Recent work suggests that rewiring of pathways controlling energy production, including lipid metabolism, is a critical mechanism by which cancer cells support their aggressive behavior.[6] Such reprogramming is usually caused by aberrant activation of metabolic pathways. Acyl-coenzyme A (CoA) synthetase long-chain family member 3 (ACSL3) is one of a family of enzymes that convert long-chain free fatty acids into fatty acyl-CoA esters, which are substrates for lipid synthesis and catabolism via β-oxidation.[7] ACSL3 is reportedly involved in the metabolic reprogramming of several types of cancer, including lung cancer.[8] In addition, ACSL3 has been shown to promote castration-resistant prostate cancer (CRPC) via activation of androgen receptor signaling.[9,10] Nevertheless, the role of ACSL3 in PCa metastasis remains largely unknown.
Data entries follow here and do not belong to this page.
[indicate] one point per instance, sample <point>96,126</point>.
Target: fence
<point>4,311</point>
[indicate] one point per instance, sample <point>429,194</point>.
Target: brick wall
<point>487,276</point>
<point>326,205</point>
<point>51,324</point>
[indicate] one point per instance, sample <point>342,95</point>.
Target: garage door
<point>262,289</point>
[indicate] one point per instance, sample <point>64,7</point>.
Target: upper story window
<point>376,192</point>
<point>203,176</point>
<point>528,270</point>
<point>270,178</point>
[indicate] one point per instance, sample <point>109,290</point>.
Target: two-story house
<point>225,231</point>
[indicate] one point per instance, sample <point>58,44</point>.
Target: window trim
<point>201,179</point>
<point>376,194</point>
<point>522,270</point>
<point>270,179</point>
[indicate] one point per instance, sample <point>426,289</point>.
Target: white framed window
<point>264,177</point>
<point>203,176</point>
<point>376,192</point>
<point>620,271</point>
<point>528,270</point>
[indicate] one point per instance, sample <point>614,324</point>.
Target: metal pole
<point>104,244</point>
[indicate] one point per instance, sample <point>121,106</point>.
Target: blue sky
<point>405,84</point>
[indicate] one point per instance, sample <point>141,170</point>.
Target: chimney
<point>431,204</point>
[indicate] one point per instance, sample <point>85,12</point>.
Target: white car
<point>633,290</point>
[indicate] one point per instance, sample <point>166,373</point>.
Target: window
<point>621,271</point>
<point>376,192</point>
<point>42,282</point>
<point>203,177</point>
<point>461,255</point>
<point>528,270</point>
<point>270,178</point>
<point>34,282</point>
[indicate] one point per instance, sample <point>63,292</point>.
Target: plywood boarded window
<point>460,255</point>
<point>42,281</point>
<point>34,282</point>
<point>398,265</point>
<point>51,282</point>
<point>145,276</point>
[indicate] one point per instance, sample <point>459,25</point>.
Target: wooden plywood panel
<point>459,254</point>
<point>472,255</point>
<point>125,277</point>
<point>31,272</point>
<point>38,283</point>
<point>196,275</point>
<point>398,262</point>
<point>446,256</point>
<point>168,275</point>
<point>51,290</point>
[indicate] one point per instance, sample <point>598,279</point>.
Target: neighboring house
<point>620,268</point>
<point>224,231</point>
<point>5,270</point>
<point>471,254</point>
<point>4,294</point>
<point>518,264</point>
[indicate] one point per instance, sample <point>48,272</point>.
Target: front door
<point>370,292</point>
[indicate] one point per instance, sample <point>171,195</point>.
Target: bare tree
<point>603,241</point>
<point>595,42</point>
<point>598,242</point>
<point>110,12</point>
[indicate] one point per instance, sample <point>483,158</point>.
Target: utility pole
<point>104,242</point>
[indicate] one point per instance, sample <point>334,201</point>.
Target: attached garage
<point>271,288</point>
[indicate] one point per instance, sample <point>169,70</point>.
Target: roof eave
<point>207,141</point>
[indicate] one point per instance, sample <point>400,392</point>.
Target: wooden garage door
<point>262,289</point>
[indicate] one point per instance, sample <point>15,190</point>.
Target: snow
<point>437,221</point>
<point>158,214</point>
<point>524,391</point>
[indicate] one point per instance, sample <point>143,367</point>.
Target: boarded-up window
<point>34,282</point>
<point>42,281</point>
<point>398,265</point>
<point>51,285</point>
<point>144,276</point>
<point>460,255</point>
This study aimed to investigate the role of ACSL3 in the progression of PCa by exploring the effects of modulating its expression on the behavior of human PCa cell lines in vitro. We also investigated the underlying mechanisms of action of ACSL3 by analyzing changes in the expression of a large panel of proteins and phospho-proteins involving in intracellular signaling and growth-promoting pathways.
The normal human prostate epithelial cell line RWPE-1 (CRL-11609) and prostate cancer cell lines PC3 (CRL-1435), LNCaP (CRL-1740), and 22Rv1 (CRL-2505) were purchased from the American Type Culture Collection (Manassas, VA) and were maintained as previously described.[11]
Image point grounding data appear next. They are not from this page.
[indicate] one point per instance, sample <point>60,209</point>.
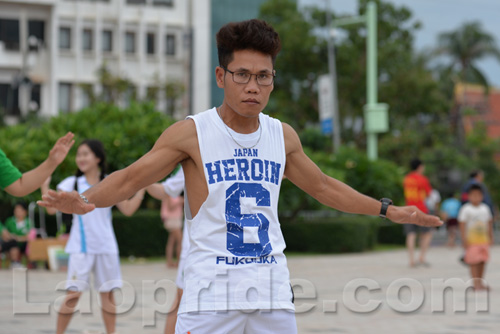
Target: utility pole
<point>376,114</point>
<point>332,70</point>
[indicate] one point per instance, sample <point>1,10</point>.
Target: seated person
<point>15,234</point>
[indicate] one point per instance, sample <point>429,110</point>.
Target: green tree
<point>466,46</point>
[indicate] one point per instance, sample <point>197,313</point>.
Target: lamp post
<point>376,114</point>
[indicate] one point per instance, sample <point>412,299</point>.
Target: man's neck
<point>237,122</point>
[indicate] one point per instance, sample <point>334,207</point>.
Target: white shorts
<point>237,322</point>
<point>106,269</point>
<point>179,281</point>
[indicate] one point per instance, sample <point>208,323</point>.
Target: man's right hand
<point>67,202</point>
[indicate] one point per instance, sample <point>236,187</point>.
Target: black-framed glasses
<point>263,79</point>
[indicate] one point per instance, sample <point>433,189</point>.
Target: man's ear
<point>219,76</point>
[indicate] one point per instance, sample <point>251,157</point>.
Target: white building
<point>60,44</point>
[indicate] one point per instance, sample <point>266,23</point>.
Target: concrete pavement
<point>372,292</point>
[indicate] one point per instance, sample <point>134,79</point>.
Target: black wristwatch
<point>385,205</point>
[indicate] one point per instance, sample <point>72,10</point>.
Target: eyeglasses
<point>263,79</point>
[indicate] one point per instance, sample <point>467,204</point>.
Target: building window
<point>107,40</point>
<point>170,45</point>
<point>65,38</point>
<point>87,40</point>
<point>86,95</point>
<point>168,3</point>
<point>152,93</point>
<point>36,98</point>
<point>9,100</point>
<point>129,42</point>
<point>36,29</point>
<point>65,97</point>
<point>9,34</point>
<point>150,43</point>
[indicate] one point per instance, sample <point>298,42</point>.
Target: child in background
<point>92,245</point>
<point>15,234</point>
<point>476,228</point>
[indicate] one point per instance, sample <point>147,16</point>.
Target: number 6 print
<point>236,221</point>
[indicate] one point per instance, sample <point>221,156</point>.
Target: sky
<point>439,16</point>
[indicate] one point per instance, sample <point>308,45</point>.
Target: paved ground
<point>390,298</point>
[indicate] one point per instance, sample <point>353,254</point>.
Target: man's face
<point>248,99</point>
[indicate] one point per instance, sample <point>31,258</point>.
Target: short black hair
<point>415,163</point>
<point>475,187</point>
<point>475,173</point>
<point>254,34</point>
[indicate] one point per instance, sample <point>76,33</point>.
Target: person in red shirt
<point>417,188</point>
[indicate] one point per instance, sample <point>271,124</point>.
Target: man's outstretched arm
<point>304,173</point>
<point>32,180</point>
<point>168,151</point>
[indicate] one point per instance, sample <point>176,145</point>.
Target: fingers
<point>66,140</point>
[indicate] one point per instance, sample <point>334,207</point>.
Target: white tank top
<point>236,259</point>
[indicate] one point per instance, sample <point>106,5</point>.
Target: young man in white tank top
<point>234,158</point>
Total RNA was extracted using TRIzol (Invitrogen, Carlsbad, CA) according to the manufacturer’s instructions and the concentration and purity were measured with a NanoDrop 1000 spectrophotometer (Thermo Fisher Scientific, Waltham, MA). cDNA synthesis was performed using 2 μg total RNA and SYBR Premix Ex Taq II (Takara, Japan). Quantitative reverse transcription-polymerase chain reaction (qRT-PCR) analysis was carried out in triplicate using SYBR Green I Master Mix (Roche, Mannheim, Germany) on a LightCycler 480 System (Roche). Human glyceraldehyde 3-phosphate dehydrogenase (GAPDH) was amplified as an endogenous control for normalization of ACSL3 expression. The primers were as follows, ACSL3: forward, 5′-CAATTACAGAAGTGTGGGACT-3′ and reverse, 5′-CACCTTCCTCCCAGTTCTTT-3′. GAPDH: forward, 5′-TCCTCTGACTTCAACAGCGACACC-3′ and reverse, 5′-TCTCTCTTCCTCTTGTGCTCTTGG-3′. The results are presented as the ratio of ACSL3 mRNA to GAPDH mRNA levels.
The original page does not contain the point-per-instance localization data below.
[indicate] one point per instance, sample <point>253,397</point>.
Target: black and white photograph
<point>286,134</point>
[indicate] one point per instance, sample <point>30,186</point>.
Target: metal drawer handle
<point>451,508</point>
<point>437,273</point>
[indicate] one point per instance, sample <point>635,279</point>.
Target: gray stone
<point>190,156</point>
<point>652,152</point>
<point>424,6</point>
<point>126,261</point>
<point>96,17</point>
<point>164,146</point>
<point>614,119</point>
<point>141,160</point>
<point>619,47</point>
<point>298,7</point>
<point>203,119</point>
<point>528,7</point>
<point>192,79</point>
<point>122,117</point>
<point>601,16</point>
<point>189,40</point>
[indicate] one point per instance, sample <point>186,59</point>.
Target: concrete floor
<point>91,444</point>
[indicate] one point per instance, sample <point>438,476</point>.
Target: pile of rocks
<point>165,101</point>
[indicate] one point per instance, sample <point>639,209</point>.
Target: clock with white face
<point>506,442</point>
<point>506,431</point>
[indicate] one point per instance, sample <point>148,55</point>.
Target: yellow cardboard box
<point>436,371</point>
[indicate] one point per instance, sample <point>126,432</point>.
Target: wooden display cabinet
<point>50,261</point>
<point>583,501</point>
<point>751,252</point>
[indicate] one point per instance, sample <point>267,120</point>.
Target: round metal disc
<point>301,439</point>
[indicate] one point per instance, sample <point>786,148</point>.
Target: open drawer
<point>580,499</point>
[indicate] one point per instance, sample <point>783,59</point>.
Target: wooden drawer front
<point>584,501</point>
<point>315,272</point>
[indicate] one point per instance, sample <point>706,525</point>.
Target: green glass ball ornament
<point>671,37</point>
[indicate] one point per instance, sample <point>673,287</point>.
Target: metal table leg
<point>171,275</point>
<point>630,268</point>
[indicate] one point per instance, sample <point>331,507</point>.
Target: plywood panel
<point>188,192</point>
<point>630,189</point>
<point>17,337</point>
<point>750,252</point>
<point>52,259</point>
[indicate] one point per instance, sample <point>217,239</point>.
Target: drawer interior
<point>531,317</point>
The ACSL3 expression construct pcDNA3.1(+)-ACSL3 was generated as previously reported[11] and verified by sequencing (BGI Tech, Shenzhen, China). PCa cells were transfected with pcDNA3.1(+)-ACSL3 using Lipofectamine 2000 (Invitrogen) according to the manufacturer’s instructions. Cells were transfected at the confluency of approximately 70% to 80%. Plasmid DNA and lipofectamine 2000 were premixed and then added to the cells. After incubation for 6 hours, culture media were replaced by complete culture media. For small interfering RNA (siRNA) transfection, cells were transfected with 100 nM siRNA against ACSL3 (GenePharma, Shanghai, China) using Lipofectamine 2000 (Invitrogen), complete culture medium was added to the cells at 6 hours post-transfection. All cells were harvested for further experiments at 48 hours post-transfection.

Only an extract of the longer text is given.